Employers in Tennessee will have to pay tens of millions in new taxes annually because the state is not expanding its Medicaid program, according to a new study.
The new study released Wednesday by Jackson Hewitt estimates that Tennessee's failure to expand Medicaid could cost employers in the state between $48 million and $72 million in 2015.
The tax penalty is somewhat hidden in the language of the Affordable Care Act, said the study's lead author Brian Haile, Jackson Hewitt's senior vice president of health policy.
The Affordable Care Act was written under the assumption that all states would expand Medicaid, meaning that the state-backed health care program could cover people who earn up to 138 percent of the federal poverty level, instead of topping out at 100 percent of the federal poverty level. The federal poverty level is $11,490 per year for an individual.

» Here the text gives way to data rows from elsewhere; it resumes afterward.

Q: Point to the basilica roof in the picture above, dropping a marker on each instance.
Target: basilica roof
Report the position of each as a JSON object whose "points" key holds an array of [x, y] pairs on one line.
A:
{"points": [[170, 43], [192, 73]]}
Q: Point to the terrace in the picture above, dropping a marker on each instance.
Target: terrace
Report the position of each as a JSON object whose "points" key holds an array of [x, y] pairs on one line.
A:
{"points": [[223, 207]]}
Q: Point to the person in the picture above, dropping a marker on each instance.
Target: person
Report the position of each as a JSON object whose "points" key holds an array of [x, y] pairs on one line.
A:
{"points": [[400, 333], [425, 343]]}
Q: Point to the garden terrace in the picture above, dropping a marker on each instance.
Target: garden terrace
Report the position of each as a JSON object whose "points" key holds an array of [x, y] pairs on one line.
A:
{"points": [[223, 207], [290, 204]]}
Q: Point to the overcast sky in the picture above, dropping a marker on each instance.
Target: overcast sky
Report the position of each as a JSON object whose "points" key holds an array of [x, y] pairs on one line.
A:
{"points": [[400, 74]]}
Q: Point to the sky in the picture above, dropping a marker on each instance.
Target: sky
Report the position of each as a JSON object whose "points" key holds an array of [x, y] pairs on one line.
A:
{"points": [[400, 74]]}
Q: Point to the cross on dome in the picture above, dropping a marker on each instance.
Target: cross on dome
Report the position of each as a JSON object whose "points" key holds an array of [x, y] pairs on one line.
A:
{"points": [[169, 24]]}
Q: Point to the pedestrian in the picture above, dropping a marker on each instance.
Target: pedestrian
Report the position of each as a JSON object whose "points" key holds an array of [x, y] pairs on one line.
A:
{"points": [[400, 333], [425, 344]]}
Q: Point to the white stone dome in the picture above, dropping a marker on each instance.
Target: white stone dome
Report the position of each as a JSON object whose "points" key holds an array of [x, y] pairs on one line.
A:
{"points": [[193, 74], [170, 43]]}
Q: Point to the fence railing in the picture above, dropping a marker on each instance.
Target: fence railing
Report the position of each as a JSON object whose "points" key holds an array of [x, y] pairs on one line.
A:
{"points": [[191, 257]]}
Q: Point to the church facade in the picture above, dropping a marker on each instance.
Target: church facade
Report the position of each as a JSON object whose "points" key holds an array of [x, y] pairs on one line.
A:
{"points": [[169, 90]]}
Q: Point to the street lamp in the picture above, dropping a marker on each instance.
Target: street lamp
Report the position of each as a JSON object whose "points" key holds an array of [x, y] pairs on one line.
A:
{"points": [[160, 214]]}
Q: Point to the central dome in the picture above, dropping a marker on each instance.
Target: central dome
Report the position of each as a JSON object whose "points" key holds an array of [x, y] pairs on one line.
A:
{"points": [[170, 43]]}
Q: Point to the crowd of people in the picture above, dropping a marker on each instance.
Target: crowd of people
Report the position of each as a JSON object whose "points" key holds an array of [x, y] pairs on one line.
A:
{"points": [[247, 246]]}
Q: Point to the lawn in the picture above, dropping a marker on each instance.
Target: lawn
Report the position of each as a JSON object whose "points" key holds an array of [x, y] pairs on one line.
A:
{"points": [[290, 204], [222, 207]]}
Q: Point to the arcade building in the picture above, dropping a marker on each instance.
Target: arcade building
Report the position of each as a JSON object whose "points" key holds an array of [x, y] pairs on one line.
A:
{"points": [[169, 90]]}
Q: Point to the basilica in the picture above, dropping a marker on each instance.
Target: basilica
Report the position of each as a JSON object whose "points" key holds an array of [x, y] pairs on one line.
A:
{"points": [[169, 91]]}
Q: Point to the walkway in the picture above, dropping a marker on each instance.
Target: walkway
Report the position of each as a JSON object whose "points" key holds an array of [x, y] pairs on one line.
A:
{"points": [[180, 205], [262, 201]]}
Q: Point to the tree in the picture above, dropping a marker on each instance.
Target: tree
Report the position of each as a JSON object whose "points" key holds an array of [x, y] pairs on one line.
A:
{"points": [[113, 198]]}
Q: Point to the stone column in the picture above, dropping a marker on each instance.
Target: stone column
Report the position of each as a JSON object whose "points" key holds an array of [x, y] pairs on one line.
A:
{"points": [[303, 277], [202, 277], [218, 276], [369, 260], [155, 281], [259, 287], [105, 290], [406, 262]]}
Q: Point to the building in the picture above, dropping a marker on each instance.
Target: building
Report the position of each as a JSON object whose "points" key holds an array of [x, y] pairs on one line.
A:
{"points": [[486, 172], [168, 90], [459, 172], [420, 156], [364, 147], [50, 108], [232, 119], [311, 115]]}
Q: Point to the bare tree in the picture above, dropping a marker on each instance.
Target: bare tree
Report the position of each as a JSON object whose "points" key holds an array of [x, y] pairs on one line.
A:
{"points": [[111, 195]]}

With Medicaid expansion in mind, the law includes a "shared responsibility" tax which penalizes employers if one of their employees qualifies for a subsidy, called a Premium Tax Credit, to purchase insurance on the federal exchange.
The shared responsibility rule was written, in part, to prevent employers from abruptly dropping health care coverage for low-income employees. Employers will not be penalized if employees sign up for Medicaid.
But in 2012, the Supreme Court ruled that states did not have to expand Medicaid. In states that didn't, such as Tennessee, employees earning between 100 percent and 138 percent of the federal poverty level will not qualify for Medicaid, but some will qualify for tax credits on the exchange. Employers will be fined between $2,000 and $3,000 per qualified person who signs up for insurance on the exchange.
In Tennessee, the Jackson Hewitt study estimates, 24,000 people will qualify for premium tax credits. The actual amount that employers will be penalized will depend on the number of people that ultimately decide to take advantage of that option.
"Just because there has not been strong enrollment interest thus far doesn't mean squat," said Haile, adding that low-income consumers tend to buy insurance when they get their tax refund. "There's going to be solid enrollment," Haile said, but adds that there might not be accurate enrollment data until May or June.
"Jackson Hewitt has no position as to whether it's a good idea or a bad idea to expand Medicaid," Haile said, "I'm just pointing out that there will be a tax consequence to this decision."
The Jackson Hewitt report says, "Any projections of the 'net' costs of Medicaid expansions should also reflect the very real costs of the shared responsibility tax penalties to employers in states that do not expand Medicaid."